MLS course 2 week1 - layers and units in a layer

In handwritten digit recognition with forward propagation, the model has 3 layers.
layer 1 with 25 units/neurons, layer2 with 15 units and layer3 with 1 unit.

a) How is the number of layers decided for a given classification problem ?
b) For each layer, how is the number of units chosen?
Please help understand this.

Thanks much.

The number of layers and the number of units per layer are chosen by experimentation.

The goals are to create the simplest system possible that gives good-enough results. This helps to minimize the amount of time needed for training.

Hi, @Raghavendra_Medahal

These numbers are called hyperparameters alongside the learning rate or the \alpha. the definition of hyperparameters is that they don’t have a formal way of deciding the optimal values for them to use in a model whether classification or regression.

You will always end up using trials where you will try a collection of parameters usually known as grid_params which usually has the following shape

grid_params = {
"learning_rate": [0.0001, 0.001, 0.005],
"units" : [25, 20, 10],
"layers": [2, 3, 4],
}

and use of whatever package you just try different models with different values of these params this process is called GridSearch*. see sickit-learn GridSearchCV or Keras Tuner.

Best regards,
Moaz El-Essawey

@Raghavendra_Medahal ,

To add my two cents to what @TMosh and @Moaz_Elesawey have very well explained:

The number of nodes, and even the hidden layers, are determined by the architect of the NN: by you, by me, by the person or group that is creating the NN.
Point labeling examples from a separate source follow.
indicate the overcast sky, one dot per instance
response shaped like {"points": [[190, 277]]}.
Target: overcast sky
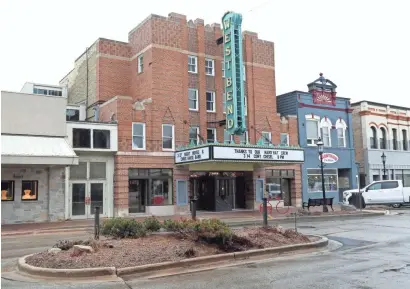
{"points": [[362, 46]]}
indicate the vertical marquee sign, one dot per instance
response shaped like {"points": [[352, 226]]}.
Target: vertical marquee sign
{"points": [[233, 61]]}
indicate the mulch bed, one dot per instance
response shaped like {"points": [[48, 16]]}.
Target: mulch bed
{"points": [[159, 248]]}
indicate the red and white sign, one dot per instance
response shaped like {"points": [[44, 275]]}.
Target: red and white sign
{"points": [[329, 158]]}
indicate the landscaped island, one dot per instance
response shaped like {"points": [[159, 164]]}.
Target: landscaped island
{"points": [[130, 243]]}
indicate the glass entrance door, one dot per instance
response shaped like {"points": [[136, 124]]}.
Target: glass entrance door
{"points": [[85, 196], [78, 195]]}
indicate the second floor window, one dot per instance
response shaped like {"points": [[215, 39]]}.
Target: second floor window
{"points": [[211, 135], [383, 138], [138, 136], [168, 137], [101, 139], [312, 131], [325, 126], [395, 142], [405, 141], [193, 99], [192, 64], [81, 138], [373, 138], [341, 132], [193, 135], [228, 138], [210, 101], [284, 139], [140, 63], [209, 67]]}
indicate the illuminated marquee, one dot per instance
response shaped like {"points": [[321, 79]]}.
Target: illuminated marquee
{"points": [[233, 61]]}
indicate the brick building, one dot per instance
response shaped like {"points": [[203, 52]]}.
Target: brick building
{"points": [[165, 89]]}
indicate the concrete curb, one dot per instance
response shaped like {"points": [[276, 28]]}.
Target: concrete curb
{"points": [[157, 268], [64, 273], [232, 223]]}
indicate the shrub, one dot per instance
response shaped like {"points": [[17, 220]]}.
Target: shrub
{"points": [[152, 224], [123, 228]]}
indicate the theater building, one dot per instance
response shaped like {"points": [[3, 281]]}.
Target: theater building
{"points": [[322, 114], [183, 131]]}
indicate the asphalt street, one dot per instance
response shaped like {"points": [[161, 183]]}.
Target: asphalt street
{"points": [[375, 254]]}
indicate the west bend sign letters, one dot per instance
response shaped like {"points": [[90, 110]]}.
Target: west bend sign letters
{"points": [[233, 62]]}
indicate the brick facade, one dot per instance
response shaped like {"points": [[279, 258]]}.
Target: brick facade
{"points": [[165, 43]]}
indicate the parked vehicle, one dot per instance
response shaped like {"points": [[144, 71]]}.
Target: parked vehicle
{"points": [[388, 192]]}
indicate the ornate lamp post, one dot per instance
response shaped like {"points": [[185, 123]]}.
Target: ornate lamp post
{"points": [[383, 156], [320, 150]]}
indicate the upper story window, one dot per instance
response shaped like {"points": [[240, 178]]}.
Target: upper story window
{"points": [[395, 142], [209, 67], [266, 137], [193, 99], [341, 132], [405, 140], [81, 138], [373, 138], [192, 64], [325, 126], [243, 138], [141, 63], [284, 139], [312, 129], [383, 138], [101, 139], [210, 101], [72, 114], [138, 136], [194, 135], [47, 91], [211, 135], [168, 141], [228, 138]]}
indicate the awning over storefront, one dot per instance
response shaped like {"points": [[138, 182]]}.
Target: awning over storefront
{"points": [[248, 156], [36, 150]]}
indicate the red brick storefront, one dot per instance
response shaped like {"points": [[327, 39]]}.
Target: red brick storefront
{"points": [[165, 43]]}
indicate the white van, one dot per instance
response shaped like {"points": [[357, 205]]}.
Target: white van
{"points": [[388, 192]]}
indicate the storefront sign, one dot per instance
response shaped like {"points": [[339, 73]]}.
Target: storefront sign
{"points": [[233, 62], [194, 155], [256, 154], [329, 158]]}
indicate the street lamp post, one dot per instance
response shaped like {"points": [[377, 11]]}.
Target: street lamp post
{"points": [[384, 166], [320, 150]]}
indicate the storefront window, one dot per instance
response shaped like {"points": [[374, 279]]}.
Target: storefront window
{"points": [[29, 190], [155, 187], [315, 180], [7, 190]]}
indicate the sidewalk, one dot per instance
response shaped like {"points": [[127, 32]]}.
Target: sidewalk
{"points": [[233, 218]]}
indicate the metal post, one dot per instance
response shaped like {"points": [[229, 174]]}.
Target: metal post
{"points": [[265, 212], [193, 208], [325, 209], [97, 223]]}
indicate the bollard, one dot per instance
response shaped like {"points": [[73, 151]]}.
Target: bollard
{"points": [[193, 208], [265, 212], [97, 223]]}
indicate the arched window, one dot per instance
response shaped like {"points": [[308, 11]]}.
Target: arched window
{"points": [[373, 138], [383, 138], [341, 132], [325, 126]]}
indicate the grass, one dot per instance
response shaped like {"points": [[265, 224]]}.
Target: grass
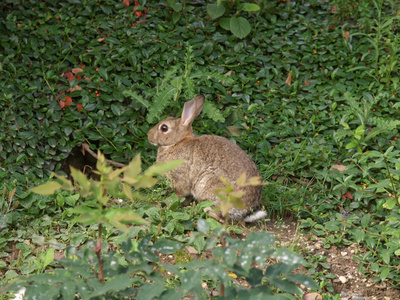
{"points": [[304, 91]]}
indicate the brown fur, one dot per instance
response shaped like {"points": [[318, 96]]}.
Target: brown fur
{"points": [[207, 158]]}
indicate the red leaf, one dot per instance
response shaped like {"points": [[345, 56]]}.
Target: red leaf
{"points": [[126, 2], [68, 101], [349, 195]]}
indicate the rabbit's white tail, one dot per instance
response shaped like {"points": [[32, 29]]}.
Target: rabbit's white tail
{"points": [[258, 215]]}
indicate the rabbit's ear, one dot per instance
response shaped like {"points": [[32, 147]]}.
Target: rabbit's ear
{"points": [[192, 109]]}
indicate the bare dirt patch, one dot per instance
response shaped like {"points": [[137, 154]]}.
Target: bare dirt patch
{"points": [[347, 282]]}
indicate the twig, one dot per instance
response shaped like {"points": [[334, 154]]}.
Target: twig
{"points": [[86, 148], [98, 253]]}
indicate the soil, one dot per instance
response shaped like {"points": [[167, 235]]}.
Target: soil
{"points": [[348, 283]]}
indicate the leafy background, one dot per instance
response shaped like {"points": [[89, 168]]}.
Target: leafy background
{"points": [[310, 85]]}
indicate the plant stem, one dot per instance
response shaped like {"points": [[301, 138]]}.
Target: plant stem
{"points": [[394, 191], [98, 253]]}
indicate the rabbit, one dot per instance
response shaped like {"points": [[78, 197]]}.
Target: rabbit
{"points": [[207, 158]]}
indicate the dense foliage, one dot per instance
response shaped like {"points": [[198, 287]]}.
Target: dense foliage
{"points": [[313, 84]]}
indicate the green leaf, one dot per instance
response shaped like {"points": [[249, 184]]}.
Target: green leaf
{"points": [[150, 291], [136, 97], [81, 179], [133, 170], [225, 23], [47, 257], [215, 10], [203, 226], [68, 130], [160, 102], [303, 279], [365, 220], [359, 132], [167, 246], [68, 290], [384, 273], [240, 27], [213, 112], [288, 257], [118, 283], [116, 109], [250, 7], [103, 73], [47, 188], [390, 203]]}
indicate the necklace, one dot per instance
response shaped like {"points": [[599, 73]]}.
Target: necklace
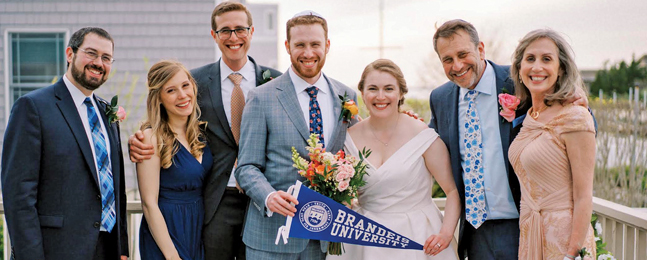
{"points": [[391, 135], [535, 114]]}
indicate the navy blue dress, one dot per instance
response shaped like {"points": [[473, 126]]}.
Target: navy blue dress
{"points": [[181, 203]]}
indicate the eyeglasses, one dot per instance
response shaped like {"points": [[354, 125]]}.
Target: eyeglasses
{"points": [[92, 55], [225, 34]]}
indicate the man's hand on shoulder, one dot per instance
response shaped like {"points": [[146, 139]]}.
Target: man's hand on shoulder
{"points": [[137, 149]]}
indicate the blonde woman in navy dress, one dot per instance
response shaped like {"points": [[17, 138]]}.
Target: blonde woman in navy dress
{"points": [[171, 182]]}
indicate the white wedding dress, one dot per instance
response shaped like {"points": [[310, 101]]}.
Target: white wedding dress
{"points": [[398, 196]]}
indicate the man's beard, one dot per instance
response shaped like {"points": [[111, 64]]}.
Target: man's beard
{"points": [[82, 79]]}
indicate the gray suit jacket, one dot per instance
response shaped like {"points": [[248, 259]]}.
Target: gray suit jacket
{"points": [[272, 124], [444, 119], [219, 136]]}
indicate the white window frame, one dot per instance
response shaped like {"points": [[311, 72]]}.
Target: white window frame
{"points": [[7, 57]]}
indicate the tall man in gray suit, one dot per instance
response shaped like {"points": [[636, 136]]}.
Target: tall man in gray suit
{"points": [[279, 115], [62, 166], [222, 87], [494, 234]]}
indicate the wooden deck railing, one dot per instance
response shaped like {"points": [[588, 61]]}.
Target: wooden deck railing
{"points": [[624, 228]]}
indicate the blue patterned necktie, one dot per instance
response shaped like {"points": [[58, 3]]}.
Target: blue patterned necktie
{"points": [[475, 208], [108, 216], [316, 122]]}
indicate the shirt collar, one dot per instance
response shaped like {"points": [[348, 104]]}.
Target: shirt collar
{"points": [[76, 93], [487, 83], [246, 71], [300, 85]]}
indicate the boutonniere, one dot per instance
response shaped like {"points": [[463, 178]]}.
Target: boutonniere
{"points": [[267, 76], [115, 113], [348, 108], [508, 105]]}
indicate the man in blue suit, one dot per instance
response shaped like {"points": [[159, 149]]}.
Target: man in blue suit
{"points": [[494, 234], [62, 165], [225, 204]]}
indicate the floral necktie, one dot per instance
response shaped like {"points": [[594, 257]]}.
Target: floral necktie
{"points": [[475, 208]]}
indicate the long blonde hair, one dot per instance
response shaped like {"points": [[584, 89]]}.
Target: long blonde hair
{"points": [[567, 83], [159, 74]]}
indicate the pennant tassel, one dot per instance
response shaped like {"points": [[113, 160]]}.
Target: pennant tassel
{"points": [[319, 217], [285, 229]]}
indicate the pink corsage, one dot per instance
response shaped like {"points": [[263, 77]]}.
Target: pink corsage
{"points": [[508, 104]]}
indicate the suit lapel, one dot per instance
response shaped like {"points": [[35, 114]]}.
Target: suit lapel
{"points": [[288, 99], [215, 92], [454, 140], [67, 107]]}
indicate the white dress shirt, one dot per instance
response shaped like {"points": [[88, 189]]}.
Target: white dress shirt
{"points": [[324, 98], [78, 98], [227, 87], [498, 196]]}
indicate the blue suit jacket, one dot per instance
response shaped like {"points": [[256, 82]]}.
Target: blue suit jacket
{"points": [[219, 136], [51, 194], [443, 102]]}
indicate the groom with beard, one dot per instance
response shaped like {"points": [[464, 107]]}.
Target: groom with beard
{"points": [[279, 115], [62, 165]]}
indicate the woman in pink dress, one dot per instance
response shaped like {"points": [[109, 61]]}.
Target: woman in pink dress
{"points": [[554, 154]]}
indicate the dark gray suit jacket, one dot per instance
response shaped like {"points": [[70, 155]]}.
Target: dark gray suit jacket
{"points": [[443, 102], [51, 194], [219, 136]]}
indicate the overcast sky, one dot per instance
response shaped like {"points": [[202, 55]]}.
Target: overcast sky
{"points": [[598, 30]]}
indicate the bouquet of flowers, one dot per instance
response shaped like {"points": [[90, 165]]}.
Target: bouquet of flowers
{"points": [[337, 176]]}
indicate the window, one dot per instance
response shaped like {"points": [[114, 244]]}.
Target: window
{"points": [[270, 21], [35, 61]]}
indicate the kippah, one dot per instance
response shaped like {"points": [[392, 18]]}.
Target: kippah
{"points": [[308, 12]]}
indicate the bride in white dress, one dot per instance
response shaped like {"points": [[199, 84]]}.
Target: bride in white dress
{"points": [[405, 155]]}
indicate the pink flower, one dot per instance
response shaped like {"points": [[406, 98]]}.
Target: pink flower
{"points": [[508, 104], [507, 114], [347, 170], [343, 185], [121, 114]]}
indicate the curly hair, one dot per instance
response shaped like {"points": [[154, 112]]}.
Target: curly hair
{"points": [[159, 74], [569, 80]]}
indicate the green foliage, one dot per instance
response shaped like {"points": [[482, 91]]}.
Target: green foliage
{"points": [[437, 192], [619, 77]]}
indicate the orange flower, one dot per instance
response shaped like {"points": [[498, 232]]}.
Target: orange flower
{"points": [[350, 105]]}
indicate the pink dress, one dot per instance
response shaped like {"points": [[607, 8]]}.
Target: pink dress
{"points": [[538, 155]]}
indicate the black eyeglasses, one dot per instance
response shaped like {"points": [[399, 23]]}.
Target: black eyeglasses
{"points": [[225, 34], [93, 55]]}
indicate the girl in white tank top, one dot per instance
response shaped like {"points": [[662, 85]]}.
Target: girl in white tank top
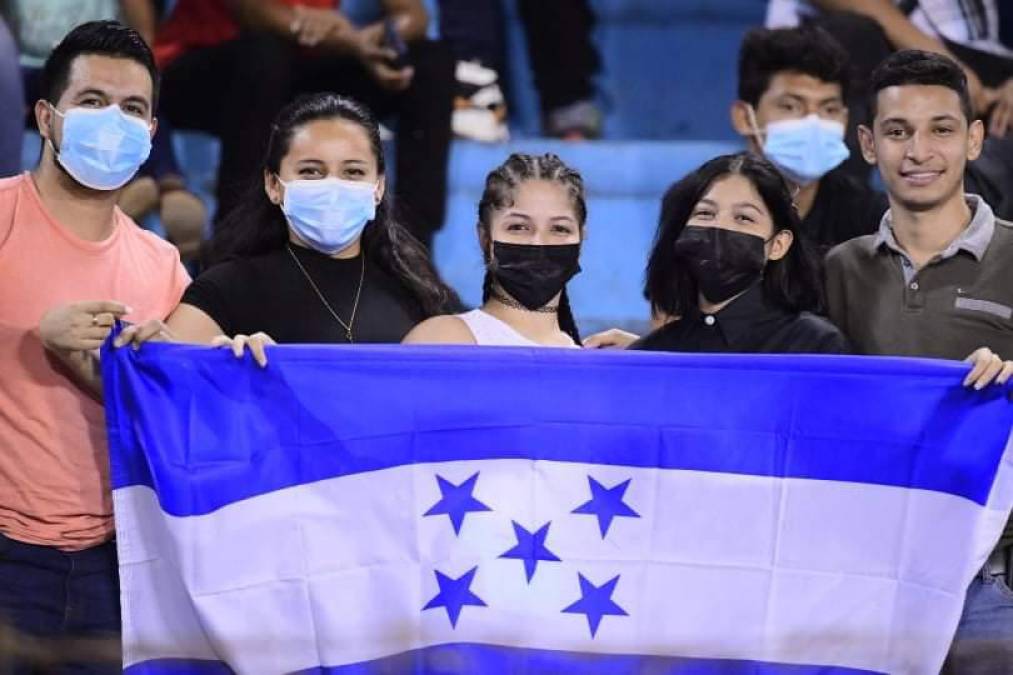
{"points": [[531, 223]]}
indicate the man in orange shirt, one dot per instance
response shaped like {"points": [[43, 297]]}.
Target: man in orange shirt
{"points": [[70, 264]]}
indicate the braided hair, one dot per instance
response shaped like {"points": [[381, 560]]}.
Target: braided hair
{"points": [[500, 191]]}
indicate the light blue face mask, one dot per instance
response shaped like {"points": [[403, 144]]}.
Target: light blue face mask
{"points": [[329, 214], [804, 150], [102, 148]]}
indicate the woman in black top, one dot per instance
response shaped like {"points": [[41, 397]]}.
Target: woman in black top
{"points": [[314, 254], [728, 260]]}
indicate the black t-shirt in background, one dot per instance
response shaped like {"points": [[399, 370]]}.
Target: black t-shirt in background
{"points": [[844, 209], [269, 293]]}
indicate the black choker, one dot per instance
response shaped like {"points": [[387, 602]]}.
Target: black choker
{"points": [[504, 299]]}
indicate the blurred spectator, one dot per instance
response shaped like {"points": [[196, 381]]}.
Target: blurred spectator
{"points": [[230, 65], [977, 33], [39, 25], [792, 85], [11, 105], [562, 57]]}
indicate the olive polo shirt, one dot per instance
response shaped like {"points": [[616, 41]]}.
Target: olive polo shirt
{"points": [[960, 300]]}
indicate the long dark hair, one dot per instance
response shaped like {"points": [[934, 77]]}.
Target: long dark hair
{"points": [[500, 189], [790, 283], [256, 226]]}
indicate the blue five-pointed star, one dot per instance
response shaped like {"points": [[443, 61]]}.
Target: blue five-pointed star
{"points": [[457, 501], [455, 594], [531, 548], [596, 602], [607, 503]]}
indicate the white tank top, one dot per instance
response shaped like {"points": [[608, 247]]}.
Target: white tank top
{"points": [[491, 331]]}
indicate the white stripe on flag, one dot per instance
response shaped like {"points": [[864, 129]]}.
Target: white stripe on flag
{"points": [[716, 566]]}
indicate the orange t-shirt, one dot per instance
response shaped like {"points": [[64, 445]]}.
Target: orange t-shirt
{"points": [[54, 459]]}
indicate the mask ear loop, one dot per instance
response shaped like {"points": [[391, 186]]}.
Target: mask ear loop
{"points": [[53, 133], [754, 125]]}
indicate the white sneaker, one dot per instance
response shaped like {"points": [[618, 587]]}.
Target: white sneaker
{"points": [[479, 106]]}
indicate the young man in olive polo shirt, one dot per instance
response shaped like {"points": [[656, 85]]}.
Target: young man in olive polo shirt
{"points": [[935, 281]]}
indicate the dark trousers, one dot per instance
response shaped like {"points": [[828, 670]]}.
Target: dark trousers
{"points": [[235, 89], [70, 598], [563, 59]]}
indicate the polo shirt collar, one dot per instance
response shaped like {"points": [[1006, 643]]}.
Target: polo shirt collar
{"points": [[975, 239], [742, 317]]}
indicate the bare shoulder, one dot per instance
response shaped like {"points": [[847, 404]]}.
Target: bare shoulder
{"points": [[447, 329]]}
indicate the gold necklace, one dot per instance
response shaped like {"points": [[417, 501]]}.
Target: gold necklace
{"points": [[355, 305], [504, 299]]}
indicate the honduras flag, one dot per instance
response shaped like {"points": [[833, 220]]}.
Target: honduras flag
{"points": [[482, 510]]}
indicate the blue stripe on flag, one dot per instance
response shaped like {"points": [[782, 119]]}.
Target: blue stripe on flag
{"points": [[209, 430], [492, 659]]}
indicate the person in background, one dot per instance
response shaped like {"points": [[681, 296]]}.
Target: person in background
{"points": [[792, 87], [71, 263], [159, 185], [11, 105], [935, 281], [314, 252], [531, 223], [231, 65], [729, 261], [563, 61], [979, 34]]}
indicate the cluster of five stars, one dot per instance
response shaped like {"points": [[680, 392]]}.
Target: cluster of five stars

There are several options:

  1. You can get started with a known model which has been created by some researchers, and this model proposes already a certain amount of layers, and nodes inside of each layer.
  2. You can start from scratch.
    2.1 Assuming you are a very experienced ML designer, may be you’ll get started with a configuration that, from experience, it is the best layout for the task at hand.
    2.2 Assuming you are a novice, you may start with your best guess. For instance, 2 hidden layers, each with 4 nodes.

In any case, you’ll design your NN, train it, and watch the results. If the results are not meeting your objectives, then you start ‘fine-tuning’ your architecture (although fine-tuning the data may be more important, but that’s another topic). At the end you will hopefully reach a design (number of layers, number of units inside each layer, etc) that meets your objective.

Cheers,

Juan

Thank you folks, for sharing your insights!

best,
Raghavendra